Selon le moine Gilon, qui rédigea une de ses biographies vers 1120, un élément extérieur intervint qui engagea plus fermement encore l’abbé Hugues dans cette voie. Un vieil homme mourant, du nom de Gunzo, ancien abbé redevenu moine, fut visité par saint Pierre qui lui enjoignit de dire à Hugues de construire une nouvelle église selon les plans qu’il lui montra en songe. Gilon écrit : "Comme notre malade, rendu stupide par la nouveauté du prodige, hésitait à se rendre à cette injonction, son impérieux interlocuteur au flanc duquel pendait une multitude de cordes, déclara que celui qui lui dictait ces ordres d’une manière si pressante était bien l’apôtre Pierre. Il ajouta qu’il supportait mal l’étouffement de ses ouailles dans cette bergerie étroite et vétuste et qu’il avait choisi un malade comme messager afin que sa guérison rende plus plausible ce qu’il raconterait une fois guéri. Ensuite, le ravissant en esprit, saint Pierre se montra à lui en train de tenir et tendre des cordeaux, de poser des jalons et de noter les mesures de l’espace à circonscrire. En outre, il accorda au vieillard sept années de survie, s’il remplissait fidèlement la mission qui lui était imposée. Par contre, s’il refusait d’accomplir celle-ci, l’abbé Hugues serait frappé du sort auquel avait échappé Gunzo. Enfin, saint Pierre lui recommanda de restituer avec soin le plan suivant lequel il lui avait montré que l’église devait être construite". Gilon insiste un peu plus loin dans son texte sur le caractère exceptionnel de cet édifice "apte à abriter un millier de moines, restaurant par son ampleur les forces de ces chevaliers du Christ que l’on a libérés d’une espèce de prison et imprimant un élan de liberté et d’allégresse aux hautes colonnes qui ménagent une série d’ouvertures sur toute l’étendue du chœur "(Le moine Gilon cité par J. Stiennon dans son article « Hézelon de Liège, architecte de Cluny »).

 

Un tel texte n’est pas isolé dans la littérature médiévale : nombre de sanctuaires furent édifiés grâce à des interventions célestes similaires. Ici, le patron de l’abbaye, l’apôtre Pierre, choisit lui-même le plan et les proportions du nouvel édifice ; l’abbé Hugues fut donc ainsi dans l’obligation d’obéir et cette caution surnaturelle intervint à point nommé pour légitimer une entreprise qui, sans elle, aurait sans doute semblé démesurée et orgueilleuse.
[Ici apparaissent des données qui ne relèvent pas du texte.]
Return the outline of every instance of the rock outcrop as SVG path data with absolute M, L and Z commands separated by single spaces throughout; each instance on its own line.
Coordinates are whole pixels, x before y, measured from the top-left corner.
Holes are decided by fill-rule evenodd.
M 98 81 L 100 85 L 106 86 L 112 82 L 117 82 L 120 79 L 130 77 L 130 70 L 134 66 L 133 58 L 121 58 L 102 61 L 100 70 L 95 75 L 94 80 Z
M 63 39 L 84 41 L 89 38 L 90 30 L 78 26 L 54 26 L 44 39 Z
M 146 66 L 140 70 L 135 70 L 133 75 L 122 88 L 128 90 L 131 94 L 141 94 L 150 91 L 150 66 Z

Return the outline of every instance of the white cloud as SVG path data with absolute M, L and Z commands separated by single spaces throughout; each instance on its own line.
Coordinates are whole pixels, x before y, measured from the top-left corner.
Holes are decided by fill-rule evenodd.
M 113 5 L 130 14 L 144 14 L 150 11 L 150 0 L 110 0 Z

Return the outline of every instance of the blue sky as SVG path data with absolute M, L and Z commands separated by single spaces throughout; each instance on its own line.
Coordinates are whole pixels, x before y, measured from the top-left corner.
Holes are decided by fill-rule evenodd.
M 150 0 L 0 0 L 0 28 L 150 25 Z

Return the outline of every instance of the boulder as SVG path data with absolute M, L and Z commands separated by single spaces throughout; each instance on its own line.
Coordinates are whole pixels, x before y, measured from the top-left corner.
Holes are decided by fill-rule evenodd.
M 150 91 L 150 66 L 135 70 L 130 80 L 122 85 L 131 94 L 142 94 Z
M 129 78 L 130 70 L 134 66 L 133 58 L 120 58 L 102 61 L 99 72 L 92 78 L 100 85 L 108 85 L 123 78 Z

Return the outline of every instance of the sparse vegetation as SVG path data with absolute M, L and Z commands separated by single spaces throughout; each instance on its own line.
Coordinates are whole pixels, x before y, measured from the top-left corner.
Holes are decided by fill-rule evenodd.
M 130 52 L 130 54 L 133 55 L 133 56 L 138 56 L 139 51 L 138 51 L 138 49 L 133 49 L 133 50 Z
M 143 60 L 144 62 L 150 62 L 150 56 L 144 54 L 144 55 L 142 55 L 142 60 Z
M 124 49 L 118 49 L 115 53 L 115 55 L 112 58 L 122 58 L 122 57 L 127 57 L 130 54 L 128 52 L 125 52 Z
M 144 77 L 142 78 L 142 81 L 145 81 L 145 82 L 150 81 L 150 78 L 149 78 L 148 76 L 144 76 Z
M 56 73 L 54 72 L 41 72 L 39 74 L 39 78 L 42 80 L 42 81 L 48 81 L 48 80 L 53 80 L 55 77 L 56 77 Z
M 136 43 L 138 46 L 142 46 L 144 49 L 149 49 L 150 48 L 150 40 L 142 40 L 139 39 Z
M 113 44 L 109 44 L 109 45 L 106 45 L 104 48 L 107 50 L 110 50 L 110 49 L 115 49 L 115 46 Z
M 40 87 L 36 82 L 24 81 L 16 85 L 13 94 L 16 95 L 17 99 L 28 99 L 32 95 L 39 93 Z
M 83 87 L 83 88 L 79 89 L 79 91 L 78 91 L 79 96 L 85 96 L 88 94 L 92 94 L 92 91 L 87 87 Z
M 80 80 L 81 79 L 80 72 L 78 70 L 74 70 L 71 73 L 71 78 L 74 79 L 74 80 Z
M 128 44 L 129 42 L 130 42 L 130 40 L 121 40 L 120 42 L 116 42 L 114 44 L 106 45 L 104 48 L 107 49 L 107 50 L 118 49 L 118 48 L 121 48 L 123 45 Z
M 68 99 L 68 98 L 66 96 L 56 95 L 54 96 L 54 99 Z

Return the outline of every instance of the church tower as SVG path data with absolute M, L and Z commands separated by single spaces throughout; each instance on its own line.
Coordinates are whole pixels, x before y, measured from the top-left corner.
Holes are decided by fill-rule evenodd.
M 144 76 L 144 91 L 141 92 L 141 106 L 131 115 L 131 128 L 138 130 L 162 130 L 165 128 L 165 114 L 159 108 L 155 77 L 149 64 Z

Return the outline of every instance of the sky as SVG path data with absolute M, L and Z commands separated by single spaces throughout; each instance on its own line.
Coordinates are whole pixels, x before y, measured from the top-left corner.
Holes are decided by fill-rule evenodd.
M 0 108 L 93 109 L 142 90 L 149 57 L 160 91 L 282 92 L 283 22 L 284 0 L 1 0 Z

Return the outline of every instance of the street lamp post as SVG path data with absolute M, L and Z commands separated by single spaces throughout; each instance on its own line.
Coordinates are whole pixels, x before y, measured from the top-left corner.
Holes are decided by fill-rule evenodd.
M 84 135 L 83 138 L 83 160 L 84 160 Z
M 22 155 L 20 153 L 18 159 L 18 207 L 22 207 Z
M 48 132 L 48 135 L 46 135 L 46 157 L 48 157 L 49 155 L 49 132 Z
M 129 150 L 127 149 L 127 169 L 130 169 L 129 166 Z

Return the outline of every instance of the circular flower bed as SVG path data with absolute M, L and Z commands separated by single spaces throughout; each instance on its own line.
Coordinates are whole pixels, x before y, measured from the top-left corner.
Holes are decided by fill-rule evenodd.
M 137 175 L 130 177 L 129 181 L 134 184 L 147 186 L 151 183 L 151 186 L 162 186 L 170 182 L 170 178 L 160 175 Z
Le Liber tramitis, dans le chapitre prescrivant les mesures et modules à employer pour la construction de l’église et des bâtiments abbatiaux, assignait à cet ensemble des dimensions plutôt modestes ; le contraste avec l’ampleur de Cluny III, la plus grande église de la Chrétienté, était si frappant qu’il sembla nécessaire de le justifier d’une manière extraordinaire. Cette version surnaturelle de l’origine de la troisième église abbatiale est représentée sur l’une des miniatures de la Vie de saint Hugues conservée à la Bibliothèque nationale de France.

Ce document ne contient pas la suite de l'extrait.